The paper that prompts this post (and the preceding Introduction to time series analysis is McLean, de Freitas, and Carter, 2009. A reader suggested, in email, that I take a look. I'll recommend that to others as well. I won't carry out all suggestions, not least because I don't know all areas well enough to comment, but they are indeed welcome. And do at times result in a post here. There'll be some following notes as this paper opens several issues. For now, I'll stay with just the paper.
Comments have already appeared at OpenMind, Initforthegold, and Realclimate. In a fundamental sense, I won't be adding anything new. But the approach will differ and might show some features in ways that you might have missed in the comments over there. For instance, I mentioned the crucial bit that I'll be exploring here in a comment at Initforthegold, and Michael missed its significance on first reading. The fundamental was staring him in the face, but fundamentals aren't always easy to notice. When he did, it was 'forehead slap' time.
I've tagged this 'doing science' and 'weeding sources', as well as 'climate change'. Some issues of peer review will show up, as will a flag or two of mine which I find useful in weeding sources. The nominal topic of the paper "Influence of the Southern Oscillation on tropospheric temperature" is climate change. Recently I posted about scientific specificity. While it's entirely true that it doesn't work well to take that line in daily life, it's exactly what one should do with a scientific paper. One thing it means is that we keep an eye on whether the data used, or are used, support the argument that is made.

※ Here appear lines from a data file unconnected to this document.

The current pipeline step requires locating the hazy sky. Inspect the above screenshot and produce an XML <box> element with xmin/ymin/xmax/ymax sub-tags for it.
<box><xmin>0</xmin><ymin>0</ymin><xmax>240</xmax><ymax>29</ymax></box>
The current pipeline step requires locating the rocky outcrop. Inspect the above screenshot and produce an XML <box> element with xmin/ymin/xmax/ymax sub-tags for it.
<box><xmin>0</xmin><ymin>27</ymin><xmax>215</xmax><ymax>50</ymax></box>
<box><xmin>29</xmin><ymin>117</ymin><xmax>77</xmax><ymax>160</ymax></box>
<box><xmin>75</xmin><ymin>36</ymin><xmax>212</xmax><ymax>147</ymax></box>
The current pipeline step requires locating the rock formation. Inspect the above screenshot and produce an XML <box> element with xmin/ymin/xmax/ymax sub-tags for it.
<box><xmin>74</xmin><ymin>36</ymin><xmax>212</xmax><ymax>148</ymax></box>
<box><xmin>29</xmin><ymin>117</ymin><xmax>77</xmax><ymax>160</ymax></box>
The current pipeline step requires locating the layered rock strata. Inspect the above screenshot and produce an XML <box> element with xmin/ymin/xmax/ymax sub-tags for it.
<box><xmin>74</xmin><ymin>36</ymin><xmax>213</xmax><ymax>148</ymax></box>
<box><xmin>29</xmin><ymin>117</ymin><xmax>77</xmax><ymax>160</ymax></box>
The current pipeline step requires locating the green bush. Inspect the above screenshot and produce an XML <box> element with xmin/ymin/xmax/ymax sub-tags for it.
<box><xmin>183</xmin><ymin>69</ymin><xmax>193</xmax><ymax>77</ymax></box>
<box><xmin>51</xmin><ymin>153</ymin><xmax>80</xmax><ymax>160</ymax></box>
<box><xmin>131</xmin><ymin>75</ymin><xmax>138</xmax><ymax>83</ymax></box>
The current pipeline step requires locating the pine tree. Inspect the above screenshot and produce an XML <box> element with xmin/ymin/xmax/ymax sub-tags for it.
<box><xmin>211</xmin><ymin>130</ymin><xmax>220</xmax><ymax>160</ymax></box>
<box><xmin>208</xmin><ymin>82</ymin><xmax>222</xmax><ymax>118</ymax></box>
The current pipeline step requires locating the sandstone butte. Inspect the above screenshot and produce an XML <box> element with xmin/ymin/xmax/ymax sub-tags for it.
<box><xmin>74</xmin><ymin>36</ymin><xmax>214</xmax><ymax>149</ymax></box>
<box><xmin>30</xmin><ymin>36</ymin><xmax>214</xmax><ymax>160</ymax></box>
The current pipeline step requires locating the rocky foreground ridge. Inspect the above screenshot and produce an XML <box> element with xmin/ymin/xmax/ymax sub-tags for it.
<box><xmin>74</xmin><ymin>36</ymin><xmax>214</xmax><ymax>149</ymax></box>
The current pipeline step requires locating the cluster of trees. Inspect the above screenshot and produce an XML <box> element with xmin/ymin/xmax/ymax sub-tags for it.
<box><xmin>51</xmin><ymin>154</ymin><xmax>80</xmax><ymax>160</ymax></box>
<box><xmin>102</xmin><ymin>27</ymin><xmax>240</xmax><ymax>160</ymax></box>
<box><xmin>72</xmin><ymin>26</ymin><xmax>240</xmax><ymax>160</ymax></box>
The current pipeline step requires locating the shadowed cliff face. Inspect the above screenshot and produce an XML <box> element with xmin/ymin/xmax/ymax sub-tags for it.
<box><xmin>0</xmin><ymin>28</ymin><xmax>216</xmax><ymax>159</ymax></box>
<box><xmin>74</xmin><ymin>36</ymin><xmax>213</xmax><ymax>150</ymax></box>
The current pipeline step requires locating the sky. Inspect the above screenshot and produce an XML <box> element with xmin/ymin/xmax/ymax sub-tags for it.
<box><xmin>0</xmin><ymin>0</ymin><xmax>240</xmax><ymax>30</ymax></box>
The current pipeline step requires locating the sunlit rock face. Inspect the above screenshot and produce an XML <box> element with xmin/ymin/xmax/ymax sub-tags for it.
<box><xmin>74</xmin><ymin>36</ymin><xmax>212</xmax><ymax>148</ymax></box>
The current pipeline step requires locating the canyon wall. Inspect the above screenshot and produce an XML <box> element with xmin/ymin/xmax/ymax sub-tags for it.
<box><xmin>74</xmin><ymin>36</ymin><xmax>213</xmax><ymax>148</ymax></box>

We start by reading the abstract. As a matter of doing science, the abstract usually makes the most eye-catching statements in the paper. It is the advertising section of the paper, so to speak. You want to say something here that will interest other scientists and get them to read your brilliant work. In this case, "That mean global tropospheric temperature has for the last 50 years fallen and risen in close accord with the SOI of 5–7 months earlier shows the potential of natural forcing mechanisms to account for most of the temperature variation."
SOI is the Southern Oscillation Index. It provides a number that is connected to the El Nino-Southern Oscillation (ENSO), which can then be used for further research, such as this paper. There are different ways of defining an SOI, which might be an issue if the effects the authors were working with were fairly subtle. But, as they are referring to explaining 68-81% of the variance (figure depends on which records are matched, and how large the domain examined is), we've left the realm of subtle. As the authors duly cite, there's nothing new in seeing a correlation between SOI and global mean temperatures. This is well-known. What is new is the extraordinarily high correlations they find, and that eye-catching conclusion that most of temperature variation for the last 50 years is driven by SOI.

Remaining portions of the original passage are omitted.